Conséquence pour les services financiers : la logique absolue des règles du marché unique européen, et donc du « passeport financier », défendue par Michel Barnier est respectée : c’est heureux. Comme nous l’avions écrit ici même dès 2016 (Banque-Notes express du 27 juin 2016), renier cette logique aurait été un coup porté aux banques européennes et à l’exigence d’une égale concurrence (level playing field), qui fonde depuis toujours la construction européenne.
Ainsi donc, dès le 1er janvier 2021, les établissements britanniques agréés par les autorités du Royaume-Uni (y compris les nombreuses filiales de banques d’autres pays tiers) perdront ce passeport qui leur donnait le droit d’exercer leur activité dans tous les 27 Etats membres en libre prestation de services ou en y implantant une succursale, et cela sans avoir à obtenir une autorisation des différents Etats d’accueil concernés. Ils devront désormais l’obtenir de chacun des Etats où ils voudront exercer leur activité.
Pour atténuer la rigueur de cette logique, les britanniques avaient deux espoirs :
– obtenir l’application de la clause des droits acquis (appelée aussi clause du grand père ou grand fathering), ce qui aurait permis aux établissements britanniques ayant déjà leur passeport de le garder. Il n’en est rien ; ils le perdent.
– obtenir de la Commission européenne des équivalences réglementaires, et cela avant le 31 décembre 2020 : on rappelle que les établissements situés dans des pays tiers (tel le Royaume-Uni) dont les réglementations sont jugées équivalentes à celles édictées par l’Union européenne, peuvent accéder au marché intérieur européen pour les activités relevant desdites réglementations.

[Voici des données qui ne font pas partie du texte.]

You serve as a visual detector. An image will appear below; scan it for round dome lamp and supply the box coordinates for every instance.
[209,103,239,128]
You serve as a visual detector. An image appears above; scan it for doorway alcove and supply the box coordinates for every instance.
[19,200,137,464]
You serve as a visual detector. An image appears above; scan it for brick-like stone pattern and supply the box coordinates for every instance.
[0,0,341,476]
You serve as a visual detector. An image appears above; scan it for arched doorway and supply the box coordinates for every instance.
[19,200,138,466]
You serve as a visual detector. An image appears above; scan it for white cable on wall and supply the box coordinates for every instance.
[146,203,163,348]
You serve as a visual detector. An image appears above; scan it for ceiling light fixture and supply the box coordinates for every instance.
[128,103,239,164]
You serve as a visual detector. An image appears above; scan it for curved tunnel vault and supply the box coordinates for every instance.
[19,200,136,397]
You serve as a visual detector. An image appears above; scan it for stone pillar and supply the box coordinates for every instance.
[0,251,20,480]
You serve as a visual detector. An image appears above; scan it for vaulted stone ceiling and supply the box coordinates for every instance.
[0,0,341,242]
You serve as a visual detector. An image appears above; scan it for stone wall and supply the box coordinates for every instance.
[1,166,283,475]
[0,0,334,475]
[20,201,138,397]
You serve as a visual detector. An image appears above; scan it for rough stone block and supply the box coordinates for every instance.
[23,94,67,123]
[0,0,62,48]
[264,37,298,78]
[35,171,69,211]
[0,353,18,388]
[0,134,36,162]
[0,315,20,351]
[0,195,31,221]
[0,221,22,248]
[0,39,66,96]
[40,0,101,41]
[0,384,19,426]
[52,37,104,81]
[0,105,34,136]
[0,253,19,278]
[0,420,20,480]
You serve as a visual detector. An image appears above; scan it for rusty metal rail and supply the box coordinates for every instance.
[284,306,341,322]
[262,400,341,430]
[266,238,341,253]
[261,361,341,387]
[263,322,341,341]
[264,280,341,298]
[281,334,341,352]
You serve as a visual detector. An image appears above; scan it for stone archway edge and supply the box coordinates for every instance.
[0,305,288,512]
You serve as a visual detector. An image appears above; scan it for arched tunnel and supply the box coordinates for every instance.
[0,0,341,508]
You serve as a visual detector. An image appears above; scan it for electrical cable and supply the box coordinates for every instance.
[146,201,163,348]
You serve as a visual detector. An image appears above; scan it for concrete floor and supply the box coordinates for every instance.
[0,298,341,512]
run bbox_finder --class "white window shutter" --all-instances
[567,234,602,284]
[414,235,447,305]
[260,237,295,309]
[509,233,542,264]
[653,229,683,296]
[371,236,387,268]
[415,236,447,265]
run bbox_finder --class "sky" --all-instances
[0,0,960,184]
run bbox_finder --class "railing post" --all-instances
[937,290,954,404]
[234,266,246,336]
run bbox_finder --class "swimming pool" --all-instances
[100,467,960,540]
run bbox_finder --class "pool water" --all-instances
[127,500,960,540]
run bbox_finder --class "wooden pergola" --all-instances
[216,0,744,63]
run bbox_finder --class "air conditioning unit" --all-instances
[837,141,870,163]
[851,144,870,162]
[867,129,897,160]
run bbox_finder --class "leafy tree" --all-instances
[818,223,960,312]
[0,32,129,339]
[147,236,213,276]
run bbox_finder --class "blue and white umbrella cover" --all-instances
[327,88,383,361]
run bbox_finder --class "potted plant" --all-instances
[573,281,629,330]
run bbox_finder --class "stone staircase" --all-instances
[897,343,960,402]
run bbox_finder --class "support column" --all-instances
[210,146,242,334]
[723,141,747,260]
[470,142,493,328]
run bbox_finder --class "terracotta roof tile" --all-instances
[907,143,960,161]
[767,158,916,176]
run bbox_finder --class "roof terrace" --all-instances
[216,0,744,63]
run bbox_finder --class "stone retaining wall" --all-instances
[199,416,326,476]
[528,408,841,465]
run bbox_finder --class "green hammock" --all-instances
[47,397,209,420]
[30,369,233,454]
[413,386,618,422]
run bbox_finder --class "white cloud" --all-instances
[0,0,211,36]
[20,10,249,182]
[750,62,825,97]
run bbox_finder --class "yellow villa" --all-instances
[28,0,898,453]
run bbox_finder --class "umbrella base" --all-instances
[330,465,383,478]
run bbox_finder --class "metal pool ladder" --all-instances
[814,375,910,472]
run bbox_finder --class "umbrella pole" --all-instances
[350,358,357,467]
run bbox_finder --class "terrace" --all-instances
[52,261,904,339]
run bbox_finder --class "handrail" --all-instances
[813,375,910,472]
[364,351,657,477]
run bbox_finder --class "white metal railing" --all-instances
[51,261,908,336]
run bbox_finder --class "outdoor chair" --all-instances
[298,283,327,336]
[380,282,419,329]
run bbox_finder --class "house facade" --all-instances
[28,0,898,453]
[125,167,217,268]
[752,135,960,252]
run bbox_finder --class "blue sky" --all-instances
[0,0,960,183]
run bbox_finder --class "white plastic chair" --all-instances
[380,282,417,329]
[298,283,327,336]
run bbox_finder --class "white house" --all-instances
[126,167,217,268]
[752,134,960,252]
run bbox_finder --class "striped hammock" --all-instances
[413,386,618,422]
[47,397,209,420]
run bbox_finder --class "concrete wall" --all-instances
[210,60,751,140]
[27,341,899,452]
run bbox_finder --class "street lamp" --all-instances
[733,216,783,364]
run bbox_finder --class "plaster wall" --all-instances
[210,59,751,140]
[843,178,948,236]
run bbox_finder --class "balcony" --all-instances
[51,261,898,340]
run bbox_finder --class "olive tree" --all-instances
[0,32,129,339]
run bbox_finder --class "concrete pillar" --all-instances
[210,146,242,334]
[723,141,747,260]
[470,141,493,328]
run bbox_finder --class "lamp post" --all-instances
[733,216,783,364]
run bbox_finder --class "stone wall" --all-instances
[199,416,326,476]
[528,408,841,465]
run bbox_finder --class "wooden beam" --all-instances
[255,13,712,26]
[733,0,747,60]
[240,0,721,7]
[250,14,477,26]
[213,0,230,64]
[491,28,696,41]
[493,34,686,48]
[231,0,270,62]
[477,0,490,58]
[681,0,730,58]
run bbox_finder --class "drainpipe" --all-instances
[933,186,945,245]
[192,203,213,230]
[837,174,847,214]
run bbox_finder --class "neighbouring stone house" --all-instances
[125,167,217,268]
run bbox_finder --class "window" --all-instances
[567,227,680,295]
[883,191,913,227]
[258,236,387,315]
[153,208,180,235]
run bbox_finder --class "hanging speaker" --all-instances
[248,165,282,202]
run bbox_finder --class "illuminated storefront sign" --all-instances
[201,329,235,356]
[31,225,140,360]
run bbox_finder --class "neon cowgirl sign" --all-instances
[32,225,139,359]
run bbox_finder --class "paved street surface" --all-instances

Or, les décisions d’équivalence sont de la compétence de la Commission européenne qui est maître du jeu pour décider si et quand elle accorde des équivalences, à quel pays tiers et pour quelles activités, mais aussi pour les retirer lorsque les conditions ne sont plus remplies.
Malgré les demandes du Royaume-Uni, elle n’a, pour l’heure, adopté qu’une seule décision d’équivalence de la réglementation britannique ; il s’agit de sa décision du 21 septembre 2020 qui accorde donc l’équivalence aux chambres centrales de compensation de la City, mais pour une durée de 18 mois. Cela était indispensable pour assurer la stabilité financière, compte tenu du rôle actuel déterminant de ces chambres (comme expliqué dans sa Communication du 9 juillet 2020 : « Se préparer aux changements », au point B.1 Services financiers).
Le Royaume-Uni a attendu, en vain, d’autres décisions d’équivalence…. Pensant faire avancer ce qu’il voulait considérer comme une négociation, il a annoncé le 9 novembre dernier qu’il allait de son côté reconnaître l’équivalence de la réglementation européenne dans plusieurs domaines financiers afin que les établissements européens puissent continuer à exercer leurs activités à Londres, comme ils le font actuellement grâce à leurs propres passeports financiers.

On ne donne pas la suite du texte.